Metrological Evaluation of the Compatibility of Two Different Digital Density Meter Adjustment Methods

Abstract

Brazilian regulation requires the test methods for analysing the shrinkage factor, and the solubility ratio in crude oils must be estimated under the measurement conditions for appropriation. Since these physicochemical parameters depend upon the density, a Brazilian oil company proposed an adapted and more user-friendly methodology for adjusting the digital density meter under high pressure and temperature conditions. This study aimed to evaluate the metrological compatibility of this proposal by comparing it with the fit model presented by a manufacturer of a digital densimeter and with the tabulated reference values of fluid density. Since the density data behaviour presented non-normal distributions, the Wilcoxon signed-rank test showed metrological compatibility between the approaches studied in the pressure range from 0 psi to 1200 psi (8.273709 MPa) and the temperature range from 5 °C to 70 °C.

1. Introduction

In 2000, after the end of the monopoly for oil and natural gas exploration in Brazil, the Brazilian National Agency of Petroleum, Natural Gas and Biofuels (ANP) and the Brazilian National Institute of Metrology Standardization and Industrial Quality (INMETRO) published Joint Resolution No. 1, establishing the Technical Regulation for Measurement of Oil and Natural Gas (RTM) [1].

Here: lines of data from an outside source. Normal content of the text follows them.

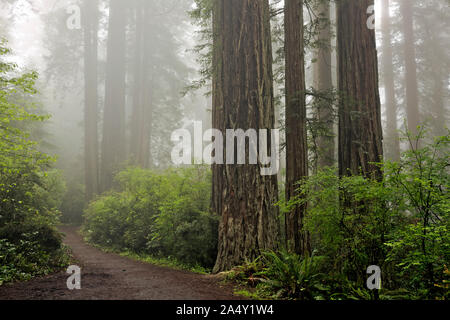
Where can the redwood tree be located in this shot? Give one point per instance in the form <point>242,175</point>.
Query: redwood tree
<point>323,83</point>
<point>412,91</point>
<point>243,99</point>
<point>393,143</point>
<point>360,129</point>
<point>297,239</point>
<point>91,98</point>
<point>140,120</point>
<point>113,143</point>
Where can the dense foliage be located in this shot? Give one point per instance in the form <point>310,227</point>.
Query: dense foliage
<point>29,193</point>
<point>400,223</point>
<point>164,214</point>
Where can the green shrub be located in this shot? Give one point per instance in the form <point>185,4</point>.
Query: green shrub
<point>400,223</point>
<point>164,214</point>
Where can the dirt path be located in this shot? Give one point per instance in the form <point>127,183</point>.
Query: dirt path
<point>107,276</point>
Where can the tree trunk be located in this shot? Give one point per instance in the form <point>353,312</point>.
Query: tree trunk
<point>392,136</point>
<point>91,156</point>
<point>243,63</point>
<point>323,83</point>
<point>412,91</point>
<point>360,129</point>
<point>113,143</point>
<point>141,115</point>
<point>297,240</point>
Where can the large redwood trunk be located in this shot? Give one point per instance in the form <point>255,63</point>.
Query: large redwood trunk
<point>297,240</point>
<point>91,157</point>
<point>243,99</point>
<point>360,129</point>
<point>323,83</point>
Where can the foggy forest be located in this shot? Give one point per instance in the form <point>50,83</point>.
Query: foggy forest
<point>224,149</point>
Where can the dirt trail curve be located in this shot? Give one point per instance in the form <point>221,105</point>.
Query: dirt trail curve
<point>107,276</point>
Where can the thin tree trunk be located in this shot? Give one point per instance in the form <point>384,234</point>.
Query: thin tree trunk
<point>360,129</point>
<point>247,199</point>
<point>297,240</point>
<point>141,121</point>
<point>412,91</point>
<point>113,143</point>
<point>91,156</point>
<point>323,83</point>
<point>392,136</point>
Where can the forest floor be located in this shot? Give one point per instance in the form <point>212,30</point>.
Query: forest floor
<point>108,276</point>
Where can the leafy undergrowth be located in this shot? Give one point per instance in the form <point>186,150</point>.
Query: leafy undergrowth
<point>29,256</point>
<point>285,276</point>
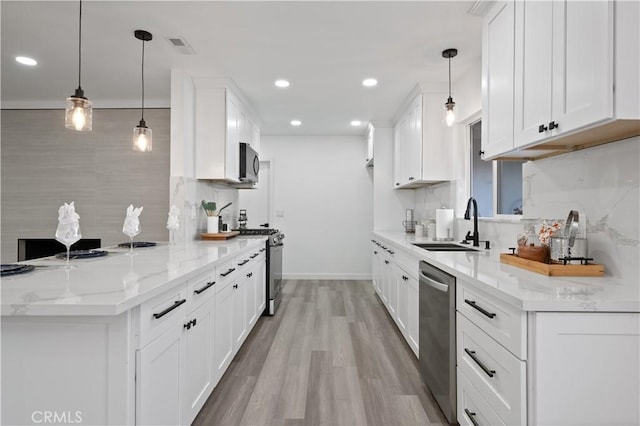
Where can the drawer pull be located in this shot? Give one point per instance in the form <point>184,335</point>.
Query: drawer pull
<point>489,373</point>
<point>471,417</point>
<point>200,290</point>
<point>472,303</point>
<point>169,309</point>
<point>230,270</point>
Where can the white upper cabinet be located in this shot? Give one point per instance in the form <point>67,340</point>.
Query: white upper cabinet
<point>370,134</point>
<point>497,73</point>
<point>567,67</point>
<point>422,143</point>
<point>221,123</point>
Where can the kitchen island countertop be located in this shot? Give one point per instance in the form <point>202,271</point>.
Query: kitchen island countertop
<point>114,283</point>
<point>523,289</point>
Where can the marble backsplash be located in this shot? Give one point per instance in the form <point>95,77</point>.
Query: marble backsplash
<point>188,193</point>
<point>602,183</point>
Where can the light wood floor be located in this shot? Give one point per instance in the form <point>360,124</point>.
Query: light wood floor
<point>330,356</point>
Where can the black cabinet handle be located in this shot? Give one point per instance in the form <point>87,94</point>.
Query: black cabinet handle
<point>169,309</point>
<point>230,270</point>
<point>200,290</point>
<point>472,354</point>
<point>472,303</point>
<point>471,417</point>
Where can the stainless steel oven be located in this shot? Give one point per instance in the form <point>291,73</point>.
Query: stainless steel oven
<point>275,247</point>
<point>437,336</point>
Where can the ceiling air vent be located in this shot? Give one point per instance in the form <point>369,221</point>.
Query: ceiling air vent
<point>181,45</point>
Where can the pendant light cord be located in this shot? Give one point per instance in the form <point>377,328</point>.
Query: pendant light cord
<point>80,45</point>
<point>142,80</point>
<point>449,76</point>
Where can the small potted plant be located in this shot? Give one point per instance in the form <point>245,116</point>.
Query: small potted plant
<point>212,216</point>
<point>540,252</point>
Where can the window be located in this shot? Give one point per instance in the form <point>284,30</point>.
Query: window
<point>503,198</point>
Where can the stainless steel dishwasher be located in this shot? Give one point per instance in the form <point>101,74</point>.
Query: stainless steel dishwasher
<point>437,336</point>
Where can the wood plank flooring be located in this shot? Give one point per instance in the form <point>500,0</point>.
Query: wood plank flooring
<point>330,356</point>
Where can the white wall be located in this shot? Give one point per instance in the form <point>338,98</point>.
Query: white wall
<point>323,199</point>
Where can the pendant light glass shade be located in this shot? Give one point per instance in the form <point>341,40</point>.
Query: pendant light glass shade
<point>79,112</point>
<point>142,139</point>
<point>449,114</point>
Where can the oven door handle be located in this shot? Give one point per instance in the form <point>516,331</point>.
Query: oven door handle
<point>435,284</point>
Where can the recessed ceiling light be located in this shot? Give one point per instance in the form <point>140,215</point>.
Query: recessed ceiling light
<point>25,60</point>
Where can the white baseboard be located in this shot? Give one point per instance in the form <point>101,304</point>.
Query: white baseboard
<point>320,276</point>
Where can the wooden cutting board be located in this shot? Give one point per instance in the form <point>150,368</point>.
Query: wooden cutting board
<point>553,269</point>
<point>219,236</point>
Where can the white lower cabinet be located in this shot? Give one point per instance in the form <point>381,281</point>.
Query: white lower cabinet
<point>544,368</point>
<point>191,334</point>
<point>397,288</point>
<point>159,369</point>
<point>223,334</point>
<point>199,376</point>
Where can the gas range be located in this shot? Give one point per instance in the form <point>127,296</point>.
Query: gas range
<point>257,231</point>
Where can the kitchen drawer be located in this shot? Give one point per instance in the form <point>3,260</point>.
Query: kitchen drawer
<point>200,289</point>
<point>504,323</point>
<point>161,313</point>
<point>226,273</point>
<point>495,372</point>
<point>473,410</point>
<point>408,263</point>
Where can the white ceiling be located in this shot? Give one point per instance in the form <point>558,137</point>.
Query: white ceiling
<point>324,48</point>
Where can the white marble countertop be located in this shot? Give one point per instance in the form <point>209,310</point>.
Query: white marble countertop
<point>526,290</point>
<point>115,283</point>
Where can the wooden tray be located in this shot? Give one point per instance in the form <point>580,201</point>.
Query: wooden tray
<point>553,269</point>
<point>219,236</point>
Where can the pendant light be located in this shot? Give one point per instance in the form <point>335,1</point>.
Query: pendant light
<point>142,140</point>
<point>78,113</point>
<point>450,116</point>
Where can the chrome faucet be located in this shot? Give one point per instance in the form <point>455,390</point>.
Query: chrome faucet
<point>475,237</point>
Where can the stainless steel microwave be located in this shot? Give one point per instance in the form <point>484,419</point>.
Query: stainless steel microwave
<point>249,164</point>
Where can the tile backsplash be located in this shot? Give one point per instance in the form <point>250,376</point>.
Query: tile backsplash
<point>602,183</point>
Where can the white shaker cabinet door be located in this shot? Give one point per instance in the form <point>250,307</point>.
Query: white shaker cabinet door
<point>159,367</point>
<point>497,79</point>
<point>533,71</point>
<point>223,334</point>
<point>583,63</point>
<point>199,376</point>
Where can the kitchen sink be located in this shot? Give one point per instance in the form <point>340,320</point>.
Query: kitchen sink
<point>443,247</point>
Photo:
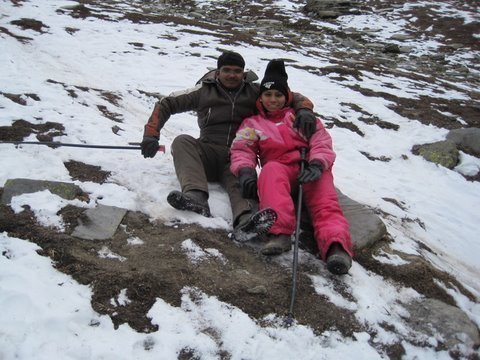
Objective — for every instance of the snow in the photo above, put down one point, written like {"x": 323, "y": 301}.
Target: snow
{"x": 47, "y": 315}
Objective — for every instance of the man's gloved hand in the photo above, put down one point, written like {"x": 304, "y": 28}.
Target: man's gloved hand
{"x": 306, "y": 121}
{"x": 310, "y": 173}
{"x": 149, "y": 146}
{"x": 247, "y": 177}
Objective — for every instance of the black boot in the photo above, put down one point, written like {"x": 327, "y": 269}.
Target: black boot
{"x": 338, "y": 260}
{"x": 193, "y": 200}
{"x": 250, "y": 226}
{"x": 277, "y": 244}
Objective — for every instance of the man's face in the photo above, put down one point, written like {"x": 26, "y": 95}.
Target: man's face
{"x": 231, "y": 76}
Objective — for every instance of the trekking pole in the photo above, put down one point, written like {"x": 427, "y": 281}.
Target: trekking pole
{"x": 289, "y": 320}
{"x": 133, "y": 146}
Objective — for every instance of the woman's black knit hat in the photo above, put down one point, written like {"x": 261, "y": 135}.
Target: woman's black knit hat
{"x": 275, "y": 78}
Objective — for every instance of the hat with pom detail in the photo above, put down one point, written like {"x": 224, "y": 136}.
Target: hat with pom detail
{"x": 275, "y": 78}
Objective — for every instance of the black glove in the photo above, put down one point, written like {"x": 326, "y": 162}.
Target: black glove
{"x": 306, "y": 121}
{"x": 149, "y": 146}
{"x": 310, "y": 173}
{"x": 247, "y": 178}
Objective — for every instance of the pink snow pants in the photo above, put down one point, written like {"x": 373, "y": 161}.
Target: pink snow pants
{"x": 275, "y": 184}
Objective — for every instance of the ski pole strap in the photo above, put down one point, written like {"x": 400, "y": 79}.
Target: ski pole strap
{"x": 133, "y": 146}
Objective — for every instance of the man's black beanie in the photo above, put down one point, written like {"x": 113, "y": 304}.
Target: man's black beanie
{"x": 275, "y": 78}
{"x": 230, "y": 58}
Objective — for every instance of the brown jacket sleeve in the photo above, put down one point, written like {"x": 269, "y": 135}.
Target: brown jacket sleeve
{"x": 177, "y": 102}
{"x": 301, "y": 102}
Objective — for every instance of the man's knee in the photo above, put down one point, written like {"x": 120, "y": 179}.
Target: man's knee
{"x": 182, "y": 142}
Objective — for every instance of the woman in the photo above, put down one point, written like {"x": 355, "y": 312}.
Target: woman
{"x": 271, "y": 137}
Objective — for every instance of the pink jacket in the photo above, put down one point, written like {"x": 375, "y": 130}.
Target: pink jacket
{"x": 273, "y": 137}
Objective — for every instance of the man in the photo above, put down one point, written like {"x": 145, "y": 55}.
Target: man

With the enactment of this regulation, in recent decades, oil and natural gas exploration and production activities in Brazil underwent an accelerated organisational restructuring and adaptation of measurement facilities to meet the RTM [2].

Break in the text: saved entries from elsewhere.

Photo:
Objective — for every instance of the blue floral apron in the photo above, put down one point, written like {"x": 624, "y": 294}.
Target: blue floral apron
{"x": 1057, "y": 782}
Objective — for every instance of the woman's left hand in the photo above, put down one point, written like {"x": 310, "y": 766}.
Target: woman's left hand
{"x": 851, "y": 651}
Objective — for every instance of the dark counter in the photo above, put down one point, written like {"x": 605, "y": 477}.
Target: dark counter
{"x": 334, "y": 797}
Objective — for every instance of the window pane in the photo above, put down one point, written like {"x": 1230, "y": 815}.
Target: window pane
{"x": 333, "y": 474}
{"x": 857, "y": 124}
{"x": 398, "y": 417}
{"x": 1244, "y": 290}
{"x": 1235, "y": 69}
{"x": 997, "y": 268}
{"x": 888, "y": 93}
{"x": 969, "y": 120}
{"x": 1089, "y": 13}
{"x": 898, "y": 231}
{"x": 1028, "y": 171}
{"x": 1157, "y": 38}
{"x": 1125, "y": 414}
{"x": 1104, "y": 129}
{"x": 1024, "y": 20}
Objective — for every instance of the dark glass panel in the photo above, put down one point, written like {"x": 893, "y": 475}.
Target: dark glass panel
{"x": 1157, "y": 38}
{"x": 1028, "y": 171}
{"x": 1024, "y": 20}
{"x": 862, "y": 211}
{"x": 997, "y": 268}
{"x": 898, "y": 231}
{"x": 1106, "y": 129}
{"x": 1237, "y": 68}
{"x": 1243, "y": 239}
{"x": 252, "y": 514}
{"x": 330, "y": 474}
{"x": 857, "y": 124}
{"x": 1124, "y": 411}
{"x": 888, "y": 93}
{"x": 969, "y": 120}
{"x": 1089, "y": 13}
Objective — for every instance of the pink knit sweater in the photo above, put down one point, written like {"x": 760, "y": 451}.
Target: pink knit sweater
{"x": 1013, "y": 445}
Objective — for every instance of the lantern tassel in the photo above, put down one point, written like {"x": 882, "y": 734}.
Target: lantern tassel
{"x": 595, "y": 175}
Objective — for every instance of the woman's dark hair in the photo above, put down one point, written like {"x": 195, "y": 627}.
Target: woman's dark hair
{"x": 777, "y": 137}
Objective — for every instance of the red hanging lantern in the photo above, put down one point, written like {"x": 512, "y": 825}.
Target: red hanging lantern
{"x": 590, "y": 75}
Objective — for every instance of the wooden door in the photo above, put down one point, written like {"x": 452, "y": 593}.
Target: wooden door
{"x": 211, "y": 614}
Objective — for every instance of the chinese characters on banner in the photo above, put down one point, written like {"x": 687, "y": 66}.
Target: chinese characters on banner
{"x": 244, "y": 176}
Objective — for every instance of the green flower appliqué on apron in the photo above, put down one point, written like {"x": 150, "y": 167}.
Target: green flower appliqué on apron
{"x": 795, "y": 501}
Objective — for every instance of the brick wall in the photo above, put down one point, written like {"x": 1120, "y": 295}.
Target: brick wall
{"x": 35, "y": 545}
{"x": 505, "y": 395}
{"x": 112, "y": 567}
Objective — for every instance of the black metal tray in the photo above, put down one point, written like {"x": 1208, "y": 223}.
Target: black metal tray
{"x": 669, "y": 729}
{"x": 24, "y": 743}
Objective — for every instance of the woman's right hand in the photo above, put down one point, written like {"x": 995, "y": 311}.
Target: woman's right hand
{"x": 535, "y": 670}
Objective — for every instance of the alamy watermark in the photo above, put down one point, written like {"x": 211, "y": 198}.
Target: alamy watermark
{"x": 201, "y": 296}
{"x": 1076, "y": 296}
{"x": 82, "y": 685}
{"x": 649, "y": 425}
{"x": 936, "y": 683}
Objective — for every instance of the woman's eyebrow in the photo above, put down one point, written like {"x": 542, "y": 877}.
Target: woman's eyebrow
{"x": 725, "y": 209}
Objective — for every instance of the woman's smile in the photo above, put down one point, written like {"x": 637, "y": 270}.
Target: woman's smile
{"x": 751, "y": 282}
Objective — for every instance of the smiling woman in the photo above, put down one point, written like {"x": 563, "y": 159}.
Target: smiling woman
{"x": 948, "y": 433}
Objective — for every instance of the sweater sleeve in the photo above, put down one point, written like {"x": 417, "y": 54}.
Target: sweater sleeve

In 2013, this RTM was revised [3], including more detail when specifying minimum constructive and metrological requirements—concepts that were not included in the previous RTM. Like the revolution introduced by the 2000 RTM, its re-edition indeed imposed new challenges and responsibilities on the different actors operating in the sector. Among other changes, this version of the RTM established new periodicities for the analysis of the solubility ratio (SR) and shrinkage factor (SF) in Brazilian territory crude oil.

In 2022, a new revision of this joint ANP/INMETRO Resolution No. 1 [4] was sent for public consultation. Item 7.2.6.2. of this RTM requires that sample collections for determination of oil properties, such as SR and SF, be carried out at least once every month. Item 12.1.12. explains the need for all measurement results expressed in the reports to have uncertainties declared [5].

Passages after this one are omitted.